ちなみに、田中投手の各試合の失点と援護点の関係をグラフにすると、下図のようになる(8/10 追加)。
図中の赤い直線は、回帰直線とよばれる直線で、失点と援護点の間に正比例的な関係があるとすればこうなる、という直線である。その傾きがほぼゼロということは、両者にほとんど関係がないことを示している。R2 というのは決定係数と呼ばれる数値で、1 に近いほど、両者の関係が比例的関係として説明できるということになる。その決定係数がほとんどゼロということは、この両者の関係は正比例ではまったく説明できないということである。
要するに、田中投手の失点と援護点にはほとんど相関関係は見出せず、田中投手が援護点に合わせて失点を調節できているという仮説は疑わしい。しているとしても、それほど大きな範囲ではないだろう。これが両者を「独立」として扱える可能性が高いという一つの傍証になっている。

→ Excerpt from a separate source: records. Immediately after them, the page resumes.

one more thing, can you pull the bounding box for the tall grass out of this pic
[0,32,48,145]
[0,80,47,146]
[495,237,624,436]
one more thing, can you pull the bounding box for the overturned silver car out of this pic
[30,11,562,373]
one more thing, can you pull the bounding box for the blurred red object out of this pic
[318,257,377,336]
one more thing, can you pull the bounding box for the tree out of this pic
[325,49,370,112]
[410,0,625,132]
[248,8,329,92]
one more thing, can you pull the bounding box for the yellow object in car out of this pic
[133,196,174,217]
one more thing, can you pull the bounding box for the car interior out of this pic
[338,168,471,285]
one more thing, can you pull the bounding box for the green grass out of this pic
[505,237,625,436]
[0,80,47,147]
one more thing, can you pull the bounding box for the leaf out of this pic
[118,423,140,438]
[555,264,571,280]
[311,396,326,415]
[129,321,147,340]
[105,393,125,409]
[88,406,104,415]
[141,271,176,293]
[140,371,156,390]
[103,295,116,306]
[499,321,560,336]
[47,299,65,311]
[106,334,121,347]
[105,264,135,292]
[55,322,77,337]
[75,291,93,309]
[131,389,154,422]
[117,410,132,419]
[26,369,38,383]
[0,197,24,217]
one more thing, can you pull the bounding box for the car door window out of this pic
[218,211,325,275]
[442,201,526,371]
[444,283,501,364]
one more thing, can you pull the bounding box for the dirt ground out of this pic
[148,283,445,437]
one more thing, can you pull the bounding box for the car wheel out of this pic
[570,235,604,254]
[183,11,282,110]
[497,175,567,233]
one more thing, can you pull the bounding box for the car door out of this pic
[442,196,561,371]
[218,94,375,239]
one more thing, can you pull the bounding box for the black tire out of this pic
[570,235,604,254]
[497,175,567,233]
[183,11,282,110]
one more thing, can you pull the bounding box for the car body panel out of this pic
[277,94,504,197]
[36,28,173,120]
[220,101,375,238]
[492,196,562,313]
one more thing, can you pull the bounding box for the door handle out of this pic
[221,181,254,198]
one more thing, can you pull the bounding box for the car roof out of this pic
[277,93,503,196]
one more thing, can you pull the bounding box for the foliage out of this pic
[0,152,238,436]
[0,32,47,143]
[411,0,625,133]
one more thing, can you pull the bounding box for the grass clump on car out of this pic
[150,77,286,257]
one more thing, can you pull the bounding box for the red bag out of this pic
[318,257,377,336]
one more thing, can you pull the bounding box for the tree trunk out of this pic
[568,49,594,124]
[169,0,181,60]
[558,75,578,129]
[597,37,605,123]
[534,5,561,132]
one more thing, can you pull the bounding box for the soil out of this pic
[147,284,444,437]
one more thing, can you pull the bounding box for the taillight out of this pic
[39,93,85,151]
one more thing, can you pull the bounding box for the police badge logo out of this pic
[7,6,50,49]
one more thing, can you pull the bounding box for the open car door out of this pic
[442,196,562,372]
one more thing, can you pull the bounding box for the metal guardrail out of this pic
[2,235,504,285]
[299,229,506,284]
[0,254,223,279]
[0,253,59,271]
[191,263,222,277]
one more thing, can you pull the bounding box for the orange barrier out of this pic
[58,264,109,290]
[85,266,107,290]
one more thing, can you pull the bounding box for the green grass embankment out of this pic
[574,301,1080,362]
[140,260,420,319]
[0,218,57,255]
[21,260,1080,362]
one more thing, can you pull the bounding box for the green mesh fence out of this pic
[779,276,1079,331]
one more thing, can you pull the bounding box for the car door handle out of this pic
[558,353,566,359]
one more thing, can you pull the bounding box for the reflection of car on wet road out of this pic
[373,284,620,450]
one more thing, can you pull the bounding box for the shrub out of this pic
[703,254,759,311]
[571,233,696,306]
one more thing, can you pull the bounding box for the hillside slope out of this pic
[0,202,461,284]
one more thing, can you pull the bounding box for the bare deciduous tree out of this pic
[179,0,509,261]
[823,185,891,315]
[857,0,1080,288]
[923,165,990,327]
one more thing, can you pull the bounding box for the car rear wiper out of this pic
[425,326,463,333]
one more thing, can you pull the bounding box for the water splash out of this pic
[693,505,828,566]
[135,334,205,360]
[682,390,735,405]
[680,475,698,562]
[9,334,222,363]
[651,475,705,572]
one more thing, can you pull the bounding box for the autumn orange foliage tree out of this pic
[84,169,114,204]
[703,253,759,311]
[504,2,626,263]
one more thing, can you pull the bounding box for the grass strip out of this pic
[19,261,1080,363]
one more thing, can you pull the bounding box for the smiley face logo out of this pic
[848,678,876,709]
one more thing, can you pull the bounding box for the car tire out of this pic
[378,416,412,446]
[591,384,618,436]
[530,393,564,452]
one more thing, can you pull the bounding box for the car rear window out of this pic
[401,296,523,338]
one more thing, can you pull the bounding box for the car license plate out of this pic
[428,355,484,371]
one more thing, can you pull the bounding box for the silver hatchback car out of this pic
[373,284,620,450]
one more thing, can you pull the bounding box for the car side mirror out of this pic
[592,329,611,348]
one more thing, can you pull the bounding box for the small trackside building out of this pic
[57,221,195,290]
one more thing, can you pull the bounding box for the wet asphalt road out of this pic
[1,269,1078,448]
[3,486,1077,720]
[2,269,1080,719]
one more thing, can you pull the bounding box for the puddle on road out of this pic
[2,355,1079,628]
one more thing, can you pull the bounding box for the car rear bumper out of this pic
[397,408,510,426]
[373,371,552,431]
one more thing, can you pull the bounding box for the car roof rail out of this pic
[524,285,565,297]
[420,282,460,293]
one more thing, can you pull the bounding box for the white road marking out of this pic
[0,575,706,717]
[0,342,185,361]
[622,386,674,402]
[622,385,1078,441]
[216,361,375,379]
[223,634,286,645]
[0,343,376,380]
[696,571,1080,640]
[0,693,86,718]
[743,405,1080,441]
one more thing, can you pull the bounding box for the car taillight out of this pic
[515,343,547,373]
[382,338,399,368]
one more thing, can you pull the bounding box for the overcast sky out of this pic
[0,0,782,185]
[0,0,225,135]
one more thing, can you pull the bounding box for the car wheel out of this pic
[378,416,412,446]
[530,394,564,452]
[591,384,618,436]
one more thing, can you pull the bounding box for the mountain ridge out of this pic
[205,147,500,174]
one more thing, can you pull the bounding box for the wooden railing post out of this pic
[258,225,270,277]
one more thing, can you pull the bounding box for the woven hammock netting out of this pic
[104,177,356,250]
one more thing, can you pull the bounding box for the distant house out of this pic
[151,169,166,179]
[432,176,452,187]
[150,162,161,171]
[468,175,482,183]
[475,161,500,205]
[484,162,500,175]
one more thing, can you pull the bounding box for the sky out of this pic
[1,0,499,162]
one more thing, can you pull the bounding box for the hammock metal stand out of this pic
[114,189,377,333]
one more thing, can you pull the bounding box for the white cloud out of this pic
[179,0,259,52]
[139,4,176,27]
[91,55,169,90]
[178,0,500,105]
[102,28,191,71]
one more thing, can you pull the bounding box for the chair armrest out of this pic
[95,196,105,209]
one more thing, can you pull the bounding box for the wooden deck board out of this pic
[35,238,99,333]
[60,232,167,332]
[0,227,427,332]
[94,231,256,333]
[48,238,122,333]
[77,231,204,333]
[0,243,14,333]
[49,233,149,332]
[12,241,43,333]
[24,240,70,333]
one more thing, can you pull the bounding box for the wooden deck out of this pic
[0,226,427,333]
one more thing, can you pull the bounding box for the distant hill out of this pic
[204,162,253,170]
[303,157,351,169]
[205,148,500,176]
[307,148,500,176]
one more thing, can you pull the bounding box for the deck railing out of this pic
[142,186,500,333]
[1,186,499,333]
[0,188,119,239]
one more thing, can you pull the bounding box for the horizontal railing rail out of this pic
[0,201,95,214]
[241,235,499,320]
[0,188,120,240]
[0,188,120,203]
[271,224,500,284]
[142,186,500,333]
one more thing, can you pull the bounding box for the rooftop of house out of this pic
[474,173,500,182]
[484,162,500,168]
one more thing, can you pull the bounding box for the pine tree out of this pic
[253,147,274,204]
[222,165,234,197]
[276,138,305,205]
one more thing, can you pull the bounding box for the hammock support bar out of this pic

もっとも、田中投手の調子が尻上がりに上向いていることを考えると、現時点での「勝率」はもう少し高いと考えることもできるだろう。そう考えれば、稲尾越えの確率ももう少し高く見積もってもよいかもしれない。
あと、この方法の根本的な欠陥として、途中降板して責任投手にならずにすんだおかげで、連勝記録がとぎれなくてすむ確率というのを正しく見積もれないこともお断りしておく。
・誤解しないでね
念のために書いておくが、私は田中投手になんの他意もなく、それどころかファンと言ってもよいくらいだ。この記事の真意は、あくまで確率論的な考え方を示すことにある。一ファンとしては、田中投手が新記録を達成することを心から願っている。
そもそも、連勝記録などというものは、投手の実力を正しく表す指標とは言いがたい。実力のない選手にはもちろん作れないが、実力最高の選手が作れるとも限らない。そういう類の記録である。
それで大騒ぎするのは、まあ半分はお祭りみたいなものだ。もちろん、そういうお祭りは野球のまっとうな楽しみ方の一つであり、私もそれを心行くまで楽しもうと思っている。